A former taxpayer advocate at the Internal Revenue Service called the letter “unbelievable” and said it makes the agency “look like it is the handmaiden of one administration and one party.”

“This will harm the IRS and its ability to appear nonpolitical and nonpartisan,” said Nina Olson, executive director of the Center for Taxpayer Rights. “If I were there, I would be strongly advocating against this.”


The economic recovery law that provided for the stimulus payments requires that a written notice be sent via mail to the last known address of any taxpayer who received one of the stimulus checks.

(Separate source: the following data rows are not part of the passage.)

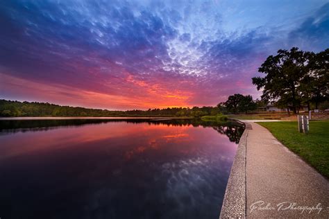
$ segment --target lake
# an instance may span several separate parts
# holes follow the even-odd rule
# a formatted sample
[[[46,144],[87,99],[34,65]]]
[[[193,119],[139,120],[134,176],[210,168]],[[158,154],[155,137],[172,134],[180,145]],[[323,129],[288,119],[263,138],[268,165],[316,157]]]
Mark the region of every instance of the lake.
[[[0,121],[1,218],[218,218],[244,127]]]

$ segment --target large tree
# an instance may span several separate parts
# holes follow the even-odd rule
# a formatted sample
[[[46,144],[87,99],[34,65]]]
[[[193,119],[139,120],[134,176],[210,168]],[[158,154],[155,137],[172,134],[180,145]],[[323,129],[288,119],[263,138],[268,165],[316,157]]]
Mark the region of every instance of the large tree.
[[[306,103],[315,104],[318,109],[319,103],[328,99],[329,86],[329,49],[317,54],[310,53],[308,73],[302,82],[303,96]],[[308,100],[308,102],[307,102]],[[309,109],[310,110],[310,109]]]
[[[253,111],[256,108],[257,104],[251,95],[244,96],[239,103],[239,111],[244,112],[246,114],[248,113],[248,111]]]
[[[228,110],[233,111],[234,114],[236,114],[239,109],[239,104],[243,98],[244,96],[240,94],[229,96],[228,100],[225,102],[225,105]]]
[[[276,101],[281,105],[292,105],[294,113],[301,104],[299,87],[307,73],[309,53],[293,47],[290,51],[280,49],[278,55],[270,55],[258,71],[265,77],[253,78],[253,84],[263,89],[262,99]]]

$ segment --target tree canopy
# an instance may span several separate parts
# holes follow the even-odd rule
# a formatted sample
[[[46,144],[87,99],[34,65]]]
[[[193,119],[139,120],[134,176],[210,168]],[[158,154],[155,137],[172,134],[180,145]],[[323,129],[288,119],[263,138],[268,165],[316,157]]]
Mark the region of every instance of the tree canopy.
[[[317,104],[328,99],[329,49],[315,54],[293,47],[269,56],[258,71],[265,77],[252,78],[263,89],[262,99],[278,105],[292,105],[294,113],[302,103]]]
[[[221,103],[217,106],[221,107],[223,105],[229,112],[234,114],[237,112],[248,113],[248,111],[255,110],[257,107],[257,104],[251,96],[243,96],[240,94],[229,96],[226,102],[223,104]]]

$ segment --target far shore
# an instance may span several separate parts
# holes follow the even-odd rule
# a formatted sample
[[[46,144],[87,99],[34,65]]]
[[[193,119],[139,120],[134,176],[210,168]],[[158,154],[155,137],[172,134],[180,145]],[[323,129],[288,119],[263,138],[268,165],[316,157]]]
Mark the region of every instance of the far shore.
[[[193,119],[192,117],[174,117],[174,116],[36,116],[36,117],[0,117],[0,120],[60,120],[60,119]]]

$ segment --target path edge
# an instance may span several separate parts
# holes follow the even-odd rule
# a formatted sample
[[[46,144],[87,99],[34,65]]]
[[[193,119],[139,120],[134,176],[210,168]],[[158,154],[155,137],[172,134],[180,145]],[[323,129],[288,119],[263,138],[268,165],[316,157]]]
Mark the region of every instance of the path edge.
[[[219,218],[246,218],[246,148],[250,125],[236,121],[244,123],[245,129],[230,170]]]

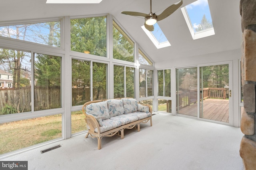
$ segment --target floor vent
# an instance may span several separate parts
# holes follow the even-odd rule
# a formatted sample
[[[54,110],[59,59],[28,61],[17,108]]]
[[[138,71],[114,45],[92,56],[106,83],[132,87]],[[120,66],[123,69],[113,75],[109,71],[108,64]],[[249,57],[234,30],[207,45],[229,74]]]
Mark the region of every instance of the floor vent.
[[[48,148],[48,149],[41,150],[41,153],[45,153],[45,152],[47,152],[48,151],[50,151],[50,150],[53,150],[54,149],[56,149],[57,148],[60,148],[60,147],[61,147],[61,146],[60,146],[60,145],[58,145],[55,146],[55,147],[52,147],[51,148]]]

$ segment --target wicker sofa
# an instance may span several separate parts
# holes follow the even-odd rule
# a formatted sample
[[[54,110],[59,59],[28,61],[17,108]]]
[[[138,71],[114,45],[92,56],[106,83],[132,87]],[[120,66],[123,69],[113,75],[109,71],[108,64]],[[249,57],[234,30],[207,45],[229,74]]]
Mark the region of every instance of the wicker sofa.
[[[137,128],[140,124],[150,121],[152,126],[152,109],[148,105],[138,104],[136,100],[123,98],[95,100],[84,104],[82,111],[85,114],[88,133],[98,139],[98,149],[101,149],[104,137],[117,135],[124,138],[126,129]]]

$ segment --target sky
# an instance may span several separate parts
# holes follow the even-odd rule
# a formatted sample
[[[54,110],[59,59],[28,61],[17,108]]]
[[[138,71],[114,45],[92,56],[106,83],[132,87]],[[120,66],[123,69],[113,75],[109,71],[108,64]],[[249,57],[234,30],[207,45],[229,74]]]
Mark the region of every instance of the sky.
[[[198,0],[187,5],[186,8],[195,32],[195,29],[201,23],[204,14],[205,14],[207,20],[212,22],[207,0]],[[157,23],[154,24],[154,31],[152,33],[159,43],[168,41]]]
[[[204,14],[205,14],[208,20],[212,22],[207,0],[198,0],[186,6],[186,8],[194,31],[201,22]]]

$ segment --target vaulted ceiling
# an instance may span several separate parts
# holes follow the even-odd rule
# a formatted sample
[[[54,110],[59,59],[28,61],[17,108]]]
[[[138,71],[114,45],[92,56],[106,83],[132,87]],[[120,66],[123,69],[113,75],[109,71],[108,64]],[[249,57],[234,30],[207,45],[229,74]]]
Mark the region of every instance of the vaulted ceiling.
[[[152,11],[160,14],[179,0],[152,0]],[[64,16],[110,14],[156,63],[207,55],[240,48],[242,39],[239,0],[208,0],[215,35],[193,40],[179,8],[158,22],[171,46],[158,49],[141,26],[144,19],[124,15],[123,11],[148,14],[150,0],[103,0],[97,4],[49,4],[46,0],[1,1],[0,24],[20,21]],[[183,0],[181,7],[195,0]]]

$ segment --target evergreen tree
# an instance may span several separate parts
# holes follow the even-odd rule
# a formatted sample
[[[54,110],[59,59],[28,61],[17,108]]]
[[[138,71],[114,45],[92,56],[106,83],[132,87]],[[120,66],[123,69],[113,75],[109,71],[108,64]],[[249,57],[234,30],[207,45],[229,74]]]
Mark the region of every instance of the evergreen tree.
[[[195,29],[196,31],[198,32],[204,29],[211,28],[213,27],[212,23],[210,20],[207,20],[205,14],[204,14],[201,20],[201,23],[198,25],[198,27]]]

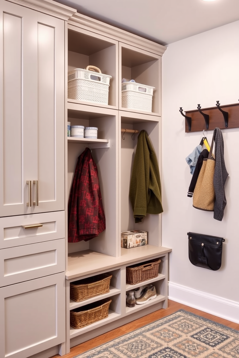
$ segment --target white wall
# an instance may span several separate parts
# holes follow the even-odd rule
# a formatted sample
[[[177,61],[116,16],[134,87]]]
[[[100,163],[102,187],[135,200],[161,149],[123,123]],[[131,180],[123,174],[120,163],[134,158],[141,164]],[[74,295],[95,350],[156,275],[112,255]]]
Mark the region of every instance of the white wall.
[[[229,176],[222,222],[192,207],[187,197],[192,178],[185,158],[202,133],[185,133],[185,111],[238,103],[239,21],[170,44],[163,56],[162,245],[170,254],[169,297],[239,323],[239,128],[222,130]],[[219,111],[219,116],[222,115]],[[202,116],[202,120],[204,119]],[[230,121],[230,117],[229,118]],[[211,143],[212,131],[206,132]],[[188,231],[222,237],[218,271],[193,266]]]

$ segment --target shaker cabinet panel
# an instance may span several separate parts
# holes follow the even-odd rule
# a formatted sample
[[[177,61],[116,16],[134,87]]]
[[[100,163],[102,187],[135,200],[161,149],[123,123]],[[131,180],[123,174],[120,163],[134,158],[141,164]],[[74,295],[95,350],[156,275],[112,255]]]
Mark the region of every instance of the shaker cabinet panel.
[[[64,342],[64,276],[0,288],[0,358],[25,358]]]
[[[65,237],[65,212],[0,218],[0,249]]]
[[[64,21],[0,6],[0,216],[64,210]]]
[[[65,240],[0,250],[0,287],[63,272]]]

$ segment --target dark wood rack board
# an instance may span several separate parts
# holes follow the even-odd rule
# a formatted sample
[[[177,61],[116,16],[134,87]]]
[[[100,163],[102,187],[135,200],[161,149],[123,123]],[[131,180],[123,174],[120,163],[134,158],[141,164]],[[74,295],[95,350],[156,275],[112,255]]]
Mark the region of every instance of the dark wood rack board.
[[[216,127],[220,129],[239,127],[239,103],[220,106],[220,108],[228,113],[228,125],[227,127],[225,126],[225,122],[223,113],[218,107],[215,106],[201,108],[201,110],[203,113],[209,115],[209,123],[208,130],[206,129],[206,124],[204,116],[198,110],[186,111],[186,115],[190,117],[192,120],[191,130],[189,131],[188,124],[185,119],[185,132],[199,132],[203,131],[204,129],[213,130]]]

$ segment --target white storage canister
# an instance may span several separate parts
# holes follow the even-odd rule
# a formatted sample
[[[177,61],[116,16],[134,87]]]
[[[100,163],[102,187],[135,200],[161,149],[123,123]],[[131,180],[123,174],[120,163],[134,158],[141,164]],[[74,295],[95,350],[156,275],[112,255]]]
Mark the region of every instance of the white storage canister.
[[[84,138],[97,139],[98,128],[96,127],[86,127],[84,131]]]
[[[71,122],[67,122],[67,137],[71,136]]]
[[[83,126],[71,126],[71,136],[77,138],[84,138]]]

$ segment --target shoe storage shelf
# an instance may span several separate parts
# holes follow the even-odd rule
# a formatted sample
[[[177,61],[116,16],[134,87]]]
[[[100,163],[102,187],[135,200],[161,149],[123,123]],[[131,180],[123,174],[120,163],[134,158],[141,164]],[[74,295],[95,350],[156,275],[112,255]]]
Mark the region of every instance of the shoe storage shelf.
[[[70,347],[88,340],[162,308],[167,306],[168,255],[171,249],[162,247],[161,216],[148,215],[134,222],[129,199],[132,160],[138,134],[147,132],[158,159],[161,174],[161,59],[166,48],[143,38],[76,13],[68,21],[66,45],[65,168],[66,213],[75,168],[86,147],[98,169],[106,218],[106,228],[89,241],[68,243],[66,240],[66,352]],[[88,66],[111,76],[108,103],[94,102],[90,97],[67,95],[67,73]],[[96,73],[94,76],[97,77]],[[152,110],[130,108],[122,100],[122,79],[134,80],[153,87]],[[81,89],[80,89],[81,90]],[[134,95],[134,93],[132,94]],[[86,100],[87,99],[88,100]],[[98,128],[97,139],[67,137],[71,125]],[[121,132],[121,129],[133,132]],[[135,133],[134,131],[135,131]],[[133,134],[132,134],[133,133]],[[67,215],[66,226],[68,227]],[[120,247],[120,233],[139,229],[147,232],[148,244],[126,249]],[[66,230],[67,231],[67,230]],[[66,235],[67,237],[67,233]],[[126,267],[160,257],[158,274],[140,285],[126,283]],[[109,292],[76,302],[70,299],[72,282],[110,273]],[[126,306],[126,291],[152,284],[156,297],[134,307]],[[70,324],[71,311],[110,298],[106,318],[76,329]],[[100,328],[100,329],[99,328]]]
[[[168,253],[167,248],[147,245],[132,249],[122,248],[122,255],[114,257],[91,250],[69,255],[68,268],[66,273],[67,302],[67,351],[73,347],[113,329],[146,314],[167,306]],[[156,252],[157,253],[156,253]],[[144,257],[143,260],[142,257]],[[160,258],[158,274],[156,277],[134,285],[126,283],[126,267],[135,263]],[[102,295],[76,302],[70,298],[71,282],[96,275],[107,273],[112,275],[110,291]],[[143,304],[129,308],[126,305],[126,291],[143,285],[152,284],[155,286],[157,297]],[[71,327],[70,313],[71,310],[82,307],[102,299],[109,297],[111,300],[109,315],[106,318],[94,322],[80,329]]]

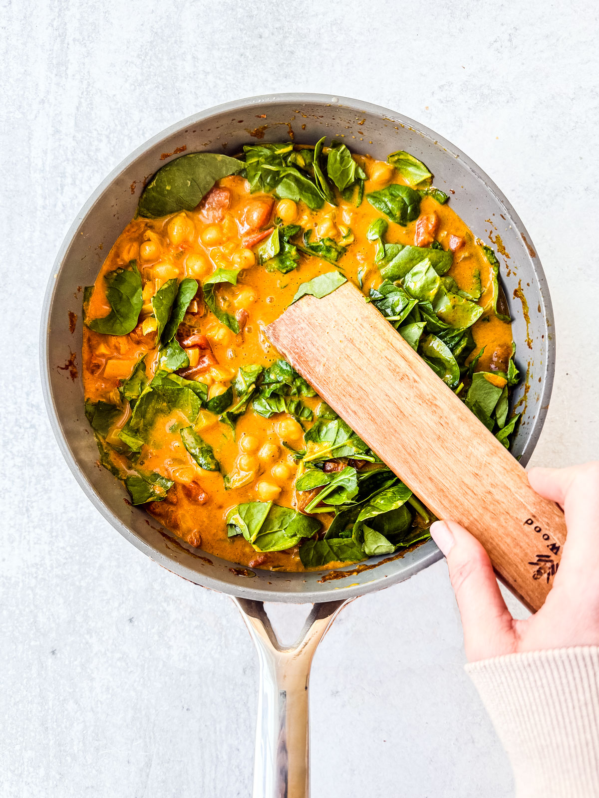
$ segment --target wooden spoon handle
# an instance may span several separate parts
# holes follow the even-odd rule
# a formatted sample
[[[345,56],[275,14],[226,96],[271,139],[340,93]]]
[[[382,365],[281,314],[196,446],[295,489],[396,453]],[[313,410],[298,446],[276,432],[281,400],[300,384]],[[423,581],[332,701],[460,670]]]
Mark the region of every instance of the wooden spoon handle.
[[[351,282],[306,296],[269,340],[440,519],[469,529],[531,610],[565,540],[560,508]]]

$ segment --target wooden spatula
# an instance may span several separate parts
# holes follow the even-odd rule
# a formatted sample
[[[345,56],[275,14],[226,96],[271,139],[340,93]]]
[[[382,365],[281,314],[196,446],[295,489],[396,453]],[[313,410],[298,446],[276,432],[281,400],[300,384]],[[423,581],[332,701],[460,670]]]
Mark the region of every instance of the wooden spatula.
[[[266,334],[439,519],[469,529],[531,610],[565,540],[560,508],[351,282],[305,296]]]

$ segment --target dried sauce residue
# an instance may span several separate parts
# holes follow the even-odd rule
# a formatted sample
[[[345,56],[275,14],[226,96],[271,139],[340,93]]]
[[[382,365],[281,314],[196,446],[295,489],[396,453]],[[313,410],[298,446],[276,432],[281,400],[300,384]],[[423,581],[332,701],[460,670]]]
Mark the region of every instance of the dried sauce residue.
[[[380,563],[375,563],[371,565],[364,563],[363,565],[356,565],[355,568],[350,568],[349,571],[328,571],[323,576],[322,579],[319,579],[319,583],[323,582],[331,582],[332,579],[343,579],[346,576],[355,576],[356,574],[362,574],[365,571],[371,571],[373,568],[378,568],[379,565],[384,565],[385,563],[392,563],[395,559],[401,559],[408,551],[414,551],[417,549],[420,544],[418,543],[416,546],[412,546],[411,548],[404,549],[400,551],[399,554],[394,555],[393,557],[386,557],[382,559]]]
[[[528,239],[526,238],[526,236],[524,235],[524,233],[521,233],[520,235],[521,235],[521,236],[522,238],[522,241],[524,242],[524,246],[528,250],[528,254],[530,255],[531,258],[536,258],[537,255],[534,253],[534,250],[530,246],[530,244],[528,243]]]
[[[514,298],[519,299],[522,303],[522,314],[524,315],[524,320],[526,322],[526,346],[529,349],[533,348],[533,339],[530,338],[530,315],[528,310],[528,302],[526,302],[526,298],[524,295],[524,291],[522,290],[522,281],[518,281],[518,288],[514,289]]]
[[[166,160],[166,159],[170,158],[172,155],[179,155],[180,152],[184,152],[186,149],[187,144],[184,144],[182,147],[176,147],[172,152],[163,152],[161,156],[161,160]],[[131,193],[133,194],[133,192]]]
[[[70,352],[70,356],[69,357],[69,360],[67,360],[67,361],[65,363],[64,365],[57,365],[56,368],[58,369],[60,371],[68,371],[70,378],[74,382],[75,380],[79,376],[79,372],[77,370],[77,362],[76,362],[77,355],[75,354],[74,352],[71,352],[70,350],[69,350],[69,351]]]
[[[493,234],[489,233],[489,239],[495,245],[495,247],[497,247],[498,252],[501,252],[504,258],[510,259],[510,253],[506,251],[506,247],[503,246],[501,235],[497,235],[494,239]]]
[[[264,139],[264,131],[268,127],[268,124],[261,124],[259,128],[254,128],[253,130],[250,130],[249,128],[245,129],[250,134],[252,139]]]

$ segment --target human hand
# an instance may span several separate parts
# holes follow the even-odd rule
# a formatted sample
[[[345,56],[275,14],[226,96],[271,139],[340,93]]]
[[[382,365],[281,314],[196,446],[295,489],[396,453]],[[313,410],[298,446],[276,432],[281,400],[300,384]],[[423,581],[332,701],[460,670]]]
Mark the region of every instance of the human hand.
[[[506,606],[489,555],[455,521],[435,521],[433,539],[445,555],[470,662],[570,646],[599,646],[599,462],[532,468],[534,490],[563,508],[568,538],[545,604],[526,620]]]

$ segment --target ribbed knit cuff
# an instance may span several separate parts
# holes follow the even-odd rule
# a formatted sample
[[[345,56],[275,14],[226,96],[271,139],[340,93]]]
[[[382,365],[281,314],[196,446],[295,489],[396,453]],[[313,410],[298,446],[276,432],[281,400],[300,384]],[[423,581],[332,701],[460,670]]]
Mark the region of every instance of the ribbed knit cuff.
[[[516,798],[599,796],[599,648],[466,665],[507,752]]]

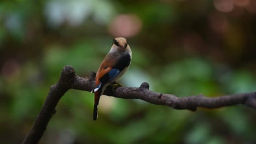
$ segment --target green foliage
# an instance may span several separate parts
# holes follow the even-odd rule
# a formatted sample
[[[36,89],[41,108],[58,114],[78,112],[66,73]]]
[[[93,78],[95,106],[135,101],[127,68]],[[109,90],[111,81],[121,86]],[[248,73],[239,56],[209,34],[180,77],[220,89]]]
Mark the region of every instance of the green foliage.
[[[20,143],[62,68],[89,77],[113,37],[133,52],[125,86],[148,82],[177,97],[254,91],[255,8],[231,1],[226,13],[217,1],[0,2],[0,143]],[[256,142],[256,113],[244,106],[192,112],[103,95],[95,122],[93,96],[66,93],[40,143]]]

The law says the letter must be sent no later than 15 days after the money has been distributed and must include the payment method, the amount of the payment and an IRS phone number to report any failure to receive such a payment.

The law doesn’t dictate who should send the letter. Asked who decided that the letter would come from Trump, the Treasury Department referred a reporter to Trump's remarks at a news conference on Friday.


Trump’s letter to taxpayers sows further confusion, Olson said, because it arrives in an envelope from the Treasury Department and the IRS. The envelope notes that postage and fees were paid by the IRS.

“Just think of the optics of someone receiving a letter that comes in an IRS envelope, and the first thing they see is the letterhead of the president of the United States,” Olson said. “That immediately puts into people’s minds that the IRS is doing the will of the president of the United States and promoting the president of the United States rather than serving as an impartial broker and administrator of the revenue code.

“That will damage the IRS’s reputation, and it will damage the tax system. I don’t care who is the president of the United States. It doesn’t matter.
(bold-face and italic mine...)

So that's it in a nutshell. The law required the letter be sent out. It did NOT require that tRump do it, nor that it appear to be coming from the Oval Office, nor bear his signature. This is bad behavior at best, and a violation of campaign finance law at worst. This shit needs to stop.